According to journalistic accounts and documents, the task fell to Nixon aide Fred Malek, who first counted high-ranking Democrats at BLS using voter registration lists and then identified employees with “Jewish-sounding” names. He reported the resulting statistics to Nixon in a 1971 letter that became known as the “Jew-counting” memo, identifying 25 Democrats and 13 employees who “fit the other demographic criterion that was discussed.”
There is continued disagreement on how many targeted employees were demoted and Malek’s precise role in the affair. In 1988, Woodward and Post reporter Walter Pincus reported that two Jewish officials had been removed from their posts and shuffled off to less-important jobs at Labor during the episode. Malek — who quit his new post at the Republican National Committee on the day The Post’s story appeared — expressed regret for conducting a tally of Jews but denied a role in any demotions.
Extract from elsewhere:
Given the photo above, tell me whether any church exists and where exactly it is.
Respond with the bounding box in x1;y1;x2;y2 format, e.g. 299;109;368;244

In 2007, Timothy Noah of Slate publicized a previously unreleased 1971 memo from Malek suggesting he was much more closely involved in a BLS purge then he had claimed, outlining a reorganization that resulted in the demotions of at least four high-ranking Jewish employees.The Nixon Presidential Library and Museum has also posted some, but not all, documents related to the affair on its Web site.
Nixon’s machinations at BLS caused an uproar at the time – though the anti-Jewish motive was still unknown — and led to added security measures ensuring that statistical analysis was clearly walled off from politics, according to a BLS history published in 1985. Current security policies include heavy data encryption, daily confidentiality agreements and an eight-day security lockdown for economists in advance of each monthly report.
Malek has remained a prominent adviser to Republicans from George H.W. Bush to Sarah Palin, and is co-founder with former senator Norm Coleman (R-Minn.) of the American Action Network conservative group. He is now a top fundraiser for 2012 Republican presidential nominee Mitt Romney.